Son vakitlerde eşi hakkında birtakım söylentiler duyduğunu lisana getiren Mehmet E., olay günü yaşananları şöyle anlattı:
“Eline anahtarı verdim meskenden çıktım. Akşam meskene geldiğimde konutta yalnızca eşim ve ben vardım. Tekrar boşanmak istediğimi söyledim. ‘Böyle devam edeceğiz.’ dedi. Hiçbir şey demedim. Yemek de yemedim. Odama gidip yattım. Gece 05.30 sıralarında lavaboya gittim. Kombiyi kapatmak için balkona gittim. Dönüşümde önümü kesti. Orada tekrar boşanmak istediğimi söyledim. Hakaret etmeye başladı. Ağzına gelen her şeyi söyledi. Ortamızda arbede başladı.
Eşimin elinde kesici alet vardı. Onu almak için uğraştım. Kollarımda kesikler oldu. Sonra kesici aleti aldım, yere düştük. O anda o kızgınlık ve tahrikle ıstırap içinde ne yaptığımı bilmedim. Sonra dairenin zili çaldı. Kapıyı açmaya gittiğimde kolumdan kan geliyordu. Eşimin yerde yattığını görünce damarımı kestiğimi hatırlıyorum. Bir anda oldu. Yoksa rastgele bir biçimde eziyet çektirmem yahut bıçağı belli bir yere gerçek vurmam yoktur. Eşim bana hakaretine devam etmeseydi bu olay yaşanmazdı.“
Hakkındaki suçlamaları kabul etmeyen sanık, tahliyesini ve beraatini talep etti.
Duruşmada şahit olarak dinlenilen apartman sakini A.A. ile olay günü bölgede bulunan belediye paklık işçisi N.C. meskenden çığlık sesi duyduklarını kaydetti.
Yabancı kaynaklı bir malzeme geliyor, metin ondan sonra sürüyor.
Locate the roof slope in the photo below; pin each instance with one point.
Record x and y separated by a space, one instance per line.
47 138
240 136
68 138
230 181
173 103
Tanık S.S. de sanığın kendisini araması üzerine meskene geldiğini lisana getirerek, “Sanığı 18-20 yıldır tanıyorum. Eşim, sanığın yanında çalışırdı. Olayı görmedim. Sanık olaydan sonra beni aradı. ‘Polisler burada, gel’ dedi. Sanık yaralıydı, kolu sargılı, eli kanlıydı. Eşini meskene girince gördüm. Hareketsiz biçimde yatıyordu. Olay öncesinde meskenine girip çıkan şahıslar olduğu istikametinde kuşkuları vardı. Konutunun kilitlerini 2 kez değiştirdim. 10 yıldır boşanmak istediğini söylüyordu. Kızlarının da buna karşı çıktığını söylüyordu. Meskeninde tek başına yaşardı. Eşimi çağırarak meskenini temizlettirirdi” diye konuştu.
Mahkeme heyeti, belgedeki eksik konuların giderilmesi için duruşmayı erteledi.